1. The plaintiff's claim is dismissed.

2. The costs of lawsuit shall be borne by the Plaintiff.

Reasons

1. Basic facts

(a) Number of the applied trademark of this case (hereinafter referred to as “instant applied trademark”): Number of the applied trademark of this case / Date of application: Medical use and extra-use equipment of Category 10 as well as Category 10

B. On January 21, 2016, the examiner of the Korean Intellectual Property Office notified the Plaintiff of the ground for rejection that “the trademark of this case is a trademark indicating the nature of the designated goods in a common way, and falls under Article 6(1)3 and 7 of the former Trademark Act (wholly amended by Act No. 14033, Feb. 29, 2016; hereinafter the same) with no distinctive character in relation to the designated goods. The Plaintiff submitted a written opinion, etc. on March 11, 2016. However, the examiner of the Korean Intellectual Property Office rejected the instant application trademark on the ground that the said ground for rejection was not resolved on May 16, 2016. 2) and the Plaintiff rejected the Plaintiff’s appeal on June 16, 2016, on the following grounds:

The trademark of this case is understood to mean “medical equipment, etc. to which medical or medical technology applies,” which is designated goods, and thus, constitutes Article 6(1)3 of the former Trademark Act, as a trademark consisting solely of a mark indicating the nature (quality and purpose) of designated goods.

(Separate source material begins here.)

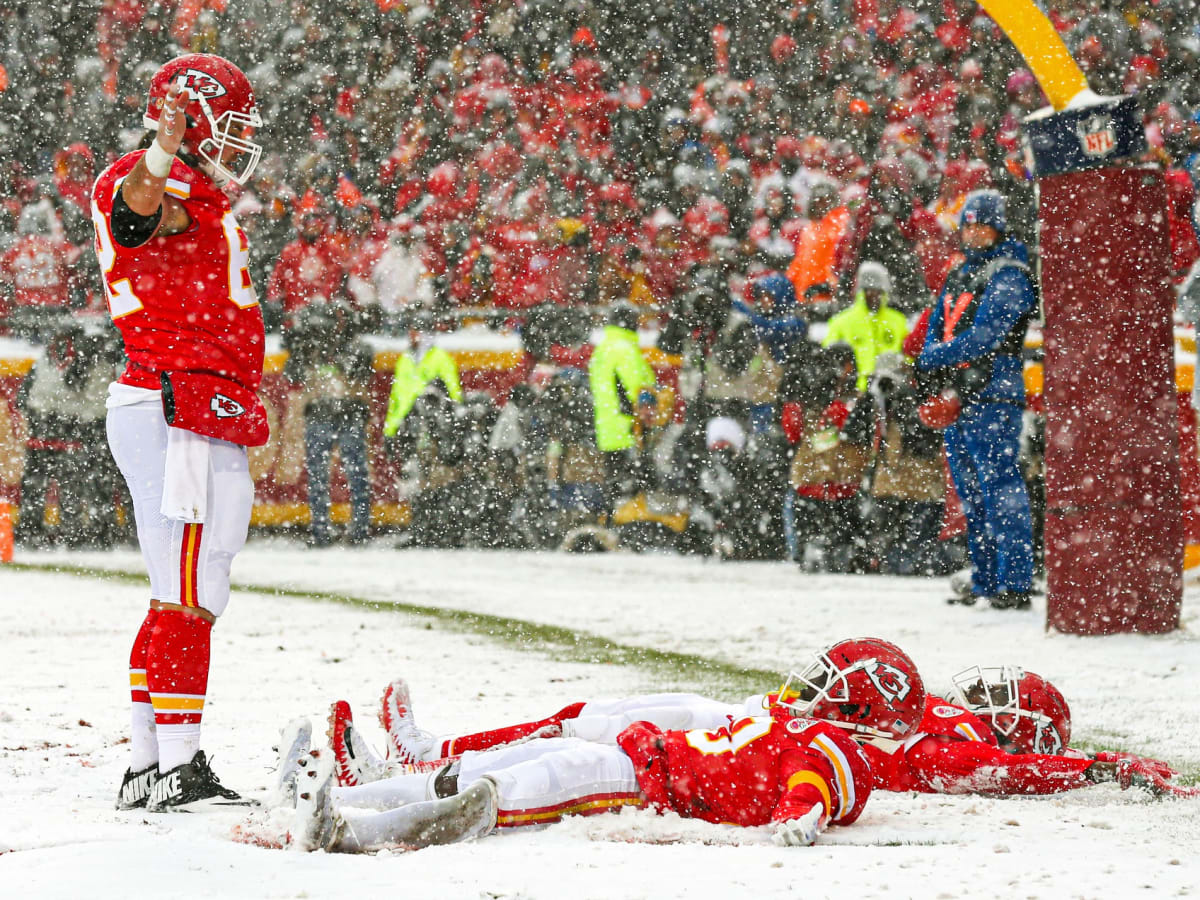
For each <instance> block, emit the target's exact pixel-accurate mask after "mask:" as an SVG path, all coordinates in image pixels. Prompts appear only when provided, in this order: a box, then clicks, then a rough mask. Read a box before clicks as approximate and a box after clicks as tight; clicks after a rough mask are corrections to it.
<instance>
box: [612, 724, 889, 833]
mask: <svg viewBox="0 0 1200 900" xmlns="http://www.w3.org/2000/svg"><path fill="white" fill-rule="evenodd" d="M617 743H618V745H619V746H620V748H622V749H623V750H624V751H625V752H626V754H628V755H629V757H630V760H632V762H634V768H635V770H636V772H637V779H638V784H640V785H641V787H642V791H643V792H644V793H646V797H647V800H648V802H649V804H650V805H652V806H655V808H656V809H670V810H674V811H676V812H678V814H679V815H682V816H686V817H690V818H701V820H703V821H706V822H718V823H728V824H739V826H762V824H767V823H768V822H779V821H786V820H790V818H797V817H798V816H802V815H804V814H805V812H808V811H809V810H810V809H812V808H814V806H815V805H817V804H821V805H822V806H824V810H826V814H827V815H828V817H829V820H830V821H832V822H834V823H836V824H850V823H851V822H853V821H854V820H856V818H858V816H859V815H860V814H862V811H863V806H865V804H866V799H868V797H870V792H871V774H870V766H869V764H868V762H866V757H865V756H864V755H863V752H862V750H860V749H859V748H858V745H857V744H856V743H854V742H853V740H851V739H850V738H848V737H847V736H846V734H844V733H841V732H840V731H839V730H838V728H835V727H834V726H832V725H829V724H828V722H817V721H815V720H810V719H791V720H775V719H770V718H767V716H751V718H745V719H738V720H737V721H733V722H731V724H730V725H728V726H725V727H721V728H718V730H715V731H703V730H697V731H668V732H662V731H660V730H659V728H656V727H655V726H653V725H650V724H648V722H635V724H634V725H631V726H630V727H629V728H626V730H625V731H624V732H622V734H620V736H619V737H618V739H617Z"/></svg>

This case’s applied trademark is simply combined with “APPED” and “MPEAL” and thus, it is impossible to distinguish consumers as to whose business it has no distinguishability as a whole, and thus, it constitutes Article 6(1)7 of the former Trademark Act.

【Fact-finding without dispute over the grounds for recognition, entry of Gap evidence 1 through 4, and the purport of the whole pleadings.